GOLD-LEAF. See Gold-LEAF (Encycl.) where a full account is given from Dr Lewis of the process of gold-beating. In that article, we have said that gold-leaf ought to be prepared from the finest gold; but Mr Nicholson, who, in all probability, knows much more of the matter than the author from whom our account was copied, assures us that this is a mistake, and that pure gold is too ductile to be worked between the gold-beaters' skin. The newest skins will work the finest gold, and make the thinnest leaf, because they are the smoothest. Old skins, being rough or foul, require coarser gold. The finer the gold, the more ductile; inasmuch that pure gold, when driven out by the hammer, is too soft to force itself over the irregularities, but would pass round them, and by that means become divided into narrow slips.

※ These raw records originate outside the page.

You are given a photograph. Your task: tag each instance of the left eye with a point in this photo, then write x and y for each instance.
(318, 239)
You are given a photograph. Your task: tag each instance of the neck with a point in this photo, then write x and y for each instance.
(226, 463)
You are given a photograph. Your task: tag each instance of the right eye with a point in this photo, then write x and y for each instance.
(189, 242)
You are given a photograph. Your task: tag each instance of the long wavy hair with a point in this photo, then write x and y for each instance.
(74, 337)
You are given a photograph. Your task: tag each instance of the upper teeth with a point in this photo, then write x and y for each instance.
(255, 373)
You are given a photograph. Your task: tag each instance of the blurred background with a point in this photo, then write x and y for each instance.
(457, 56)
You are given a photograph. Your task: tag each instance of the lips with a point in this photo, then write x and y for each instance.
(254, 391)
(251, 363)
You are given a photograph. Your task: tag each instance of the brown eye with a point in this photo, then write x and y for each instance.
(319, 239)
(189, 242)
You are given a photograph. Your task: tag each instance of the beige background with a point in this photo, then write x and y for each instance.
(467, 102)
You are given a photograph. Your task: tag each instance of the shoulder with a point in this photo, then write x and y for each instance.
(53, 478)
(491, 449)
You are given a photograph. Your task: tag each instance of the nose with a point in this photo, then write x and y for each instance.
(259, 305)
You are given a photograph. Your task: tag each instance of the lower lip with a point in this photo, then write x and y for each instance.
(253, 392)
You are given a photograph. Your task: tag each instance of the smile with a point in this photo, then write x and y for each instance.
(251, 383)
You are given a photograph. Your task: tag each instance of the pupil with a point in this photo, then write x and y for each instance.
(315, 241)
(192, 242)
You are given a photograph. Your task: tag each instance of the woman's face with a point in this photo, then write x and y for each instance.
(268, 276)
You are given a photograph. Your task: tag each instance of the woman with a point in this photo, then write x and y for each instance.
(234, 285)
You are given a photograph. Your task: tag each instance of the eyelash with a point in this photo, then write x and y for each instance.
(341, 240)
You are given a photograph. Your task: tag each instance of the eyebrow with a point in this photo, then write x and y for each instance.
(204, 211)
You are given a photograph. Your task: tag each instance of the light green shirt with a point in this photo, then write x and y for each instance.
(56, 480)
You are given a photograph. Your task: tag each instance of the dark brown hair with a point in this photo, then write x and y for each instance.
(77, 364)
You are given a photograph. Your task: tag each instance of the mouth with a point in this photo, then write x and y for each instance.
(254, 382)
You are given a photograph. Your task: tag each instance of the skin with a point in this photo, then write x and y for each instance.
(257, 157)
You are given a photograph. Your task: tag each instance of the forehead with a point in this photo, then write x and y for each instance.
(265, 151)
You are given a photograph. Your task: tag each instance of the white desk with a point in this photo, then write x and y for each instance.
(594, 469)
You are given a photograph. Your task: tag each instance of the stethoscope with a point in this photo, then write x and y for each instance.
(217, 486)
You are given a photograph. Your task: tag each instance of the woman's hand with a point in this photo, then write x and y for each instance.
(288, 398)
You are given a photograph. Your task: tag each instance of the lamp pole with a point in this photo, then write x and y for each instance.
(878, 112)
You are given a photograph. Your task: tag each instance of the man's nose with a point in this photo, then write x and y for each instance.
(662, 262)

The finest gold for this purpose has three grains of alloy in the ounce, and the coarsest twelve grains. In general, the alloy is six grains, or one eightieth part. That which is called pale gold contains three pennyweights of silver in the ounce. The alloy of leaf gold is silver, or copper, or both, and the colour is produced of various tints accordingly. Two ounces and two pennyweights of gold is delivered by the master to the workman, who, if extraordinarily skilful, returns two thousand leaves, or eighty books of gold, together with one ounce and six pennyweights of waste cuttings. Hence one book weighs 4.8 grains; and as the leaves measure 3.3 inches in the side, the thickness of the leaf is one two hundred and eighty-two thousandth part of an inch.

The yellow metal called Dutch gold is fine brass. It is said to be made from copperplates, by cementation with calamine, without subsequent fusion. Its thickness, compared with that of leaf gold, proved as 19 to 4, and under equal surfaces it is considerably more than twice as heavy as the gold. Nicholson's Journal, Vol. 1st.